Aujourd’hui, dans le cadre des évaluations des biens immobiliers, on parle de brown discounting et de green premium, et l’intégration des critères ESG a un impact (positif) sur les taux d’escompte. Plusieurs études ont démontré qu’un bâtiment «vert» a une valeur de marché plus élevée qu’un bâtiment «brun» (green premium). Dans la situation actuelle où la législation par exemple en termes d’émissions de CO2 dans la construction avance très vite, la valeur de marché d’un bien immobilier qui ne répond pas aux normes environnementales va baisser (brown discount), c’est mon opinion personnelle. Dans cette optique, les investisseurs se mettent de plus en plus à sélectionner les projets vertueux pour construire un portefeuille composé de bâtiments décarbonés, si je simplifie; les propriétaires privés, eux, sont nettement moins en avance sur cette problématique.

Quand une législation est mise en place, il faut se poser la question du financement et de sa mise en œuvre : les propriétaires pourront-ils la financer? L’industrie a-t-elle les ressources pour la mettre en place dans les délais définis? À la vitesse à laquelle on avance aujourd’hui, la réponse est non : manque de main d’œuvre, manque de matières premières, manque d’adoption des technologies décarbonées disruptives par les professionnels de la construction, etc.

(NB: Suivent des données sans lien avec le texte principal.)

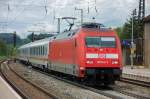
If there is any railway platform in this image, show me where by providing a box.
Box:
[122,66,150,83]
[0,76,22,99]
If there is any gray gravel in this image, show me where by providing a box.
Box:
[10,63,109,99]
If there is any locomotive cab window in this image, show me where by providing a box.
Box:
[85,37,116,48]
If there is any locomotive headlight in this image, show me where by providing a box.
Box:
[86,60,93,64]
[106,54,118,59]
[112,61,118,64]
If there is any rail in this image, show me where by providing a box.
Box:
[1,60,58,99]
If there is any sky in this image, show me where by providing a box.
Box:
[0,0,150,38]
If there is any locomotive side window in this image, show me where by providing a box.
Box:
[85,37,116,48]
[101,37,116,47]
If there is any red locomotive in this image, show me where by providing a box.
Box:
[19,23,122,84]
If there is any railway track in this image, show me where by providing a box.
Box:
[30,65,143,99]
[0,61,58,99]
[120,78,150,88]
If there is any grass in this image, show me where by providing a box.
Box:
[0,56,7,60]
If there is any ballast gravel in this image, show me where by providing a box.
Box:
[11,63,109,99]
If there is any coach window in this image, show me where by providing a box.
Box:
[39,46,41,56]
[42,46,44,56]
[41,46,43,56]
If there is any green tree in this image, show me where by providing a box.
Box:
[0,40,7,56]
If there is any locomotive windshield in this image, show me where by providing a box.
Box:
[86,37,116,47]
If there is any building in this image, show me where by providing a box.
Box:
[144,15,150,67]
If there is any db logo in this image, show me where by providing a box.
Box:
[99,54,106,58]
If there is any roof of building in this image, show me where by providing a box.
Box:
[144,15,150,22]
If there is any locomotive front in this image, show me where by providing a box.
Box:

Aujourd’hui, la durabilité coûte, en termes de planification, de frais de labellisation et de construction. Pour une opération de taille médiane pour Implenia – 7'500 m2 –, une labellisation SNBS représente un coût additionnel de 250 000 CHF en moyenne.

Quant à l’avenir, je reste persuadé que ces efforts de durabilité valent la peine et qu’ils se répercuteront de façon positive sur les valeurs de marché futures.

Marc Lyon est architecte diplômé EPFL et MRICS, Head of Real Estate Development Switzerland au sein d’Implenia, en Suisse et en Europe.  

Notes

1.Selon les phases du contrat SIA.

 

2. Implenia a publié récemment un livre blanc sur le net zéro: Comment s’engager sur la voie des bâtiments à zéro émission de carbone.